All Products
Search
Document Center

MaxCompute:Instructions for using JSON data types in MaxCompute

Last Updated:Nov 19, 2024

MaxCompute supports JSON data types. This helps improve the computing and analytics performance of tables that store data of a JSON type. This topic provides instructions for using JSON data types in MaxCompute.

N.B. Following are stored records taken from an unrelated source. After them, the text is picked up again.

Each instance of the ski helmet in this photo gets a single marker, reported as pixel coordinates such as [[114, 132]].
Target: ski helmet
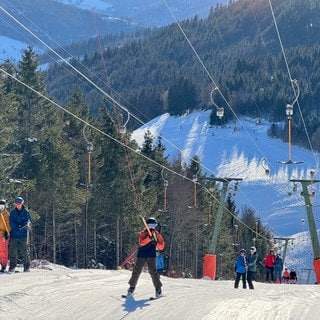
[[2, 204], [152, 223], [18, 200]]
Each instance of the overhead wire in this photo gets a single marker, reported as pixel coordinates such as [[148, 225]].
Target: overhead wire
[[128, 159], [93, 83], [216, 87], [99, 89], [292, 83]]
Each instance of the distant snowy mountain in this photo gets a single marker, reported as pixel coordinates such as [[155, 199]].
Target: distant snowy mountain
[[151, 13], [244, 150], [61, 22]]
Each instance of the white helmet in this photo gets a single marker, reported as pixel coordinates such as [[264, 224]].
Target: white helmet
[[253, 248]]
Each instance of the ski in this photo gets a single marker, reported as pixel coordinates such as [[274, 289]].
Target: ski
[[156, 298], [125, 296]]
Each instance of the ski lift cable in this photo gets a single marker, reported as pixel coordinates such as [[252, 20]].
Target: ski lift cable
[[293, 82], [94, 127], [62, 49], [212, 79], [91, 82], [112, 138], [215, 85], [70, 65], [73, 69]]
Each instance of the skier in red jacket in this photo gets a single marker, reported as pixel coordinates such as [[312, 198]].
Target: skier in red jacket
[[269, 261], [148, 244]]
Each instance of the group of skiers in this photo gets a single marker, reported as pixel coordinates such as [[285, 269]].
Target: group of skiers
[[14, 236], [274, 269], [246, 266]]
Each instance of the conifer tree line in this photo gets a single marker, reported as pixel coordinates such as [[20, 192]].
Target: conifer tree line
[[85, 191], [240, 48]]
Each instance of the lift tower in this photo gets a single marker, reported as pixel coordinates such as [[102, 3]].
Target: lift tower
[[312, 225], [209, 265]]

Introduction to JSON data types

Background information

Semi-structured data is a mix of structured data and unstructured data. Semi-structured data has flexible schemas that do not have strong constraints. In most cases, the schemas of semi-structured data are self-descriptive. JSON data is typical semi-structured data. To strengthen the support for semi-structured data in MaxCompute SQL, MaxCompute supports items such as schema evolution, the JSON STRING type, built-in complex type functions, and Lambda expressions. However, you must process semi-structured data in a standardized manner and import the processed data to tables that have schemas and are used to store structured data. If your business data changes, you must use the schema evolution feature to explicitly execute DDL statements to modify table schemas.image.png

The preceding mode has strong constraints on schemas. In this mode, you cannot quickly import semi-structured data to a system. Data whose schemas do not conform to schema specifications can only be discarded during data import. To resolve this issue, the MaxCompute development team designs JSON data types. The JSON data types are suitable for semi-structured data that does not have strong constraints on schemas and allow you to fully utilize the column-oriented storage mode. This helps meet requirements for high flexibility and high performance.

Basic principles

JSON data types are new data types introduced in MaxCompute. You can use JSON data types in a similar way as other data types. The support for JSON data types frees you from managing schemas. After you insert JSON data into a MaxCompute table, MaxCompute automatically extracts a public schema and optimizes the schema. To improve performance, we recommend that you store JSON data in the column-oriented storage mode. The following code shows an example:

CREATE TABLE json_table
(
    json_val  json
);

CREATE TABLE string_table
(
    string_val  STRING
);

INSERT INTO string_table VALUES
        ('{"a":1, "b":2}')
        ,('{"a":"key", "b":2}')
        ,('{"c":3}');

INSERT INTO json_table
SELECT  json_parse(string_val)
FROM    string_table;

When you insert data into a MaxCompute table, MaxCompute automatically extracts a public schema <"a":binary, "b":bigint, "c":bigint>. When you query data from the table, MaxCompute can prune columns based on the public schema. This reduces the amount of data that needs to be read and improves query efficiency. The following code shows a query example.

SELECT  json_val["b"]
        ,json_val["c"]
FROM    json_table
;  
-- When you query data from the table, MaxCompute performs a column pruning operation and retains only the b and c variables.
+-----+-----+
| _c0 | _c1 |
+-----+-----+
| 2   | NULL |
| 2   | NULL |
| NULL | 3   |
+-----+-----+

MaxCompute stores data that does not belong to the public schema by using the BINARY type instead of the original STRING type. This can reduce the storage space that is required. Compared with user-defined functions (UDFs), JSON data types help improve the efficiency of conversions between the STRING type and a JSON data type.

Use JSON data types

Note

For new MaxCompute projects, the odps.sql.type.json.enable parameter is set to true by default. For existing MaxCompute projects, the odps.sql.type.json.enable parameter is set to false by default. Therefore, if you want to use JSON data types for an existing MaxCompute project, you must run the set odps.sql.type.json.enable=true; command to enable the JSON data type feature. You can execute the setproject; code to confirm the value of the odps.sql.type.json.enable parameter.

Limits

  • The supported development tools include the MaxCompute client (odpscmd), MaxCompute Studio, and DataWorks. External ecosystems such as Dataphin are not supported. If you need to use JSON data types supported by MaxCompute in an external ecosystem, you must check whether the external ecosystem supports the JSON data types. The following table describes the items that you must take note of when you use the MaxCompute client (odpscmd) or MaxCompute Studio as the development tool for data of a JSON type.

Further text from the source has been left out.